The market observers are seemingly running out of colloquialisms to describe the lack of market conviction. And stock market investors have seemingly moved to the sidelines ahead of the Fed meeting,
Not that there will be any big surprises on the day, but what needs to be ironed out is the rate cut pricing for 2024, which, frankly, can't become any more dovish without evidence suggesting the U.S. economy is approaching a hypothetical "Wile E. Coyote" gravity moment.
The dot plot from September indicated a potential 50 basis points of cuts for the following year. However, this projection was based on a higher terminal rate now considered unlikely to be achieved.
Consequently, if the 2024 dot doesn't shift lower in the upcoming Summary of Economic Projections (SEP), the Federal Reserve would be projecting just 25 basis points worth of cuts.
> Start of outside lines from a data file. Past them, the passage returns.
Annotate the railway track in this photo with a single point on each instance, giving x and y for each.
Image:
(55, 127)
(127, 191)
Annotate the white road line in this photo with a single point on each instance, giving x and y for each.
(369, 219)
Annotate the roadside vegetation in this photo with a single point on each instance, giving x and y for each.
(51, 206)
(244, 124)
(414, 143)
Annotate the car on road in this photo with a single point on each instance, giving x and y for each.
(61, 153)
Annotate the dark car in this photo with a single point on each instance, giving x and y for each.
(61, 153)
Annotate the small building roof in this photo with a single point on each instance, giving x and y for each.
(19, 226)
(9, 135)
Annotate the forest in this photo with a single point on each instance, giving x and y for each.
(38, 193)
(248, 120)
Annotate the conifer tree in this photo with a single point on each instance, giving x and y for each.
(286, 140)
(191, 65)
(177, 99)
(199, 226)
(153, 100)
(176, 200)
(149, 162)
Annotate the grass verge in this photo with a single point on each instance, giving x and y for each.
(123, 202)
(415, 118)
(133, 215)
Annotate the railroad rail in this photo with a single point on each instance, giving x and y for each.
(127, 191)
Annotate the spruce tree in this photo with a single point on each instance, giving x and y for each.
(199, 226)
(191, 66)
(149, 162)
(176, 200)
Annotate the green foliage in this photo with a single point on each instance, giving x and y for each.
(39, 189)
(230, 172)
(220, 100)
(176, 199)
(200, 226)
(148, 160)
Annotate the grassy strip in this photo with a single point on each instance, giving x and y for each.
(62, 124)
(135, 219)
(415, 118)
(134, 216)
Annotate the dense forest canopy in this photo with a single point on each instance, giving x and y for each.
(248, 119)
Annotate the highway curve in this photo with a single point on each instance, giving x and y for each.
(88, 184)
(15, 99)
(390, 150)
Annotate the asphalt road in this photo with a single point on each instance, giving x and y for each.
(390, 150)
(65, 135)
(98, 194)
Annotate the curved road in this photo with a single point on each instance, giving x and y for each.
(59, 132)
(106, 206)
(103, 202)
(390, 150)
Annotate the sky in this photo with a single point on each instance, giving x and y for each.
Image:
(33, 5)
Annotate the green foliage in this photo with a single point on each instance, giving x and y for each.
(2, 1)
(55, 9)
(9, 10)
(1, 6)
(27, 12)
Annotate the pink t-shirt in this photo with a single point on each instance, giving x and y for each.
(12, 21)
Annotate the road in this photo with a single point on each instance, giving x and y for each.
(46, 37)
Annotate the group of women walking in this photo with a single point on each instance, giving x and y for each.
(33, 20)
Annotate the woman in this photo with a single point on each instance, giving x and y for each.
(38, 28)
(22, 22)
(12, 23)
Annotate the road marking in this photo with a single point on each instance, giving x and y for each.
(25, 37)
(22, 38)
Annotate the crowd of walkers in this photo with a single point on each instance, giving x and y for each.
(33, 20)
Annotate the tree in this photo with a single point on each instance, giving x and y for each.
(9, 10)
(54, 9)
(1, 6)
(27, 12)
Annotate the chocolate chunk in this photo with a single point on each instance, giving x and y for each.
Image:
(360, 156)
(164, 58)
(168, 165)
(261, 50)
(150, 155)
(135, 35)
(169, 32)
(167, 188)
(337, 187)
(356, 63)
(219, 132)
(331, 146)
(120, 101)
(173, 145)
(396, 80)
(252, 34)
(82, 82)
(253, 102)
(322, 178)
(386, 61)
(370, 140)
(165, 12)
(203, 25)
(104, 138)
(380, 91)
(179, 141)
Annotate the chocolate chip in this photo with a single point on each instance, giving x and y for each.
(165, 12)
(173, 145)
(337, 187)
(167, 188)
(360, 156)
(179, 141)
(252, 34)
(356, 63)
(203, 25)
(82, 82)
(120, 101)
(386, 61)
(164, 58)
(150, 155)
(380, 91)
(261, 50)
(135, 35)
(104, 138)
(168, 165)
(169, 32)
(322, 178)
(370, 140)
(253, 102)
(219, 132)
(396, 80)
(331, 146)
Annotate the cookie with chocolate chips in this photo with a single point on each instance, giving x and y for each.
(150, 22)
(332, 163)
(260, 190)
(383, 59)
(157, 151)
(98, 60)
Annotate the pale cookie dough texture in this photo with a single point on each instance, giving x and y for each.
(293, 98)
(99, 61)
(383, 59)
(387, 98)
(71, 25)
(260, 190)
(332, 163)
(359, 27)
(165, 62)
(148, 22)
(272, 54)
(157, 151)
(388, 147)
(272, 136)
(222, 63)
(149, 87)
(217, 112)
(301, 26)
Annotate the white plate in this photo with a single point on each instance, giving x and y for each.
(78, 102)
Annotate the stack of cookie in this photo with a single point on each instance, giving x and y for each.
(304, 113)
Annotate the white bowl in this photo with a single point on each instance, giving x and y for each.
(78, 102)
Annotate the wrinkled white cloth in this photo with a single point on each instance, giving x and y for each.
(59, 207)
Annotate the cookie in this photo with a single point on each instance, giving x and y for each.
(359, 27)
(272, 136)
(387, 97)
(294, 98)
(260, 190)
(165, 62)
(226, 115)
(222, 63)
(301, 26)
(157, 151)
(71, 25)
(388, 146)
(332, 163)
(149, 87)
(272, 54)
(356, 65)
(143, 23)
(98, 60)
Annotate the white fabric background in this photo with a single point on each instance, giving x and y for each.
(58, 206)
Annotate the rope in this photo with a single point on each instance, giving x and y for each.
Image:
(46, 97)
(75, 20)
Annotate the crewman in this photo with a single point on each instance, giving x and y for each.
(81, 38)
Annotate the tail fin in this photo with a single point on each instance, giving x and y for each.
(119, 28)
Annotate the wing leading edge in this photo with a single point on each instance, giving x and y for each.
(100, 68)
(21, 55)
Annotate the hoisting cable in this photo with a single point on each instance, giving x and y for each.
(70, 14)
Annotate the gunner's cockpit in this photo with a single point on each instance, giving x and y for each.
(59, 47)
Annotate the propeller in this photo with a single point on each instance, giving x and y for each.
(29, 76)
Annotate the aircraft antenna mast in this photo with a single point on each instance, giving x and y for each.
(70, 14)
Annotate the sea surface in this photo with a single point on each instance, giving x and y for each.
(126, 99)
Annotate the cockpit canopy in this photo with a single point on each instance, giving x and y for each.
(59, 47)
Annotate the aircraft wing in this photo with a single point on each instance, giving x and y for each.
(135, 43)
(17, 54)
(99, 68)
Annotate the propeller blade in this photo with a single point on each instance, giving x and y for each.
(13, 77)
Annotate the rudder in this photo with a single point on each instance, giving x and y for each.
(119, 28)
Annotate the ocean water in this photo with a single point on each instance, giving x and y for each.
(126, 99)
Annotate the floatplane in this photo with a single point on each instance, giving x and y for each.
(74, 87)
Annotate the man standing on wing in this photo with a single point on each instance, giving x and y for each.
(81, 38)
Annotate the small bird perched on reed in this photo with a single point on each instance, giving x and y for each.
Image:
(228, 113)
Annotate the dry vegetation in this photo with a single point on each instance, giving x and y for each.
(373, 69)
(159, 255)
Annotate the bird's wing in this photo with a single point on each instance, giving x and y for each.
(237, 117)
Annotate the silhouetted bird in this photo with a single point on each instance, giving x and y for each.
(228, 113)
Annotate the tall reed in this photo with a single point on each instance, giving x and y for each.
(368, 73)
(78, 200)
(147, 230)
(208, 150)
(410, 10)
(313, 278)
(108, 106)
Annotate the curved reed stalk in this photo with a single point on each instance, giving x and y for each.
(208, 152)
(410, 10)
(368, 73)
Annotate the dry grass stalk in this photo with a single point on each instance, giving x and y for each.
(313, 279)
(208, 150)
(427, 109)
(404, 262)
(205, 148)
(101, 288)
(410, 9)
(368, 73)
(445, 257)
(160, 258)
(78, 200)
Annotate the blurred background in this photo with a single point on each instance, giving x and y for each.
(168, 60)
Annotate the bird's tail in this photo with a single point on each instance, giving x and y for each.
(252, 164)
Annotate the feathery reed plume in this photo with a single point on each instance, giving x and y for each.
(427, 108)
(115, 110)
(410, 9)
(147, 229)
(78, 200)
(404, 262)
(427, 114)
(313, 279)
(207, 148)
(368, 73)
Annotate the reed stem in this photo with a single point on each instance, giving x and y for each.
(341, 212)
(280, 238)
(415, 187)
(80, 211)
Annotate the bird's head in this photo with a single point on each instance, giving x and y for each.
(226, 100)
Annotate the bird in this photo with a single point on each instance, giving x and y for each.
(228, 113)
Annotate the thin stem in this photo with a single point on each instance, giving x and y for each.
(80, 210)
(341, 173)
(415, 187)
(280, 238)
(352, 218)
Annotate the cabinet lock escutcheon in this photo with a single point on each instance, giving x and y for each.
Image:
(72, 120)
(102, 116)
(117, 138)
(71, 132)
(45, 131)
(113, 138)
This starkly contrasts market expectations for more than 125 basis points of cuts.
The potential misalignment between the Fed's projection and market expectations creates significant discord among cross-asset traders, especially in the context of the Federal Reserve's insistence on two key points. Firstly, they maintain that the tightening implemented last year hasn't fully manifested in the economy. Secondly, the Committee has declared its intention to oversee additional softening in the labour market, even though job losses aren't a policy goal but rather a means to an end.
This tension reflects the challenge of the Federal Reserve in aligning its outlook and policy stance with evolving economic conditions and market expectations. The divergence between the Fed's projections and market anticipations underscores why the market has little to no conviction.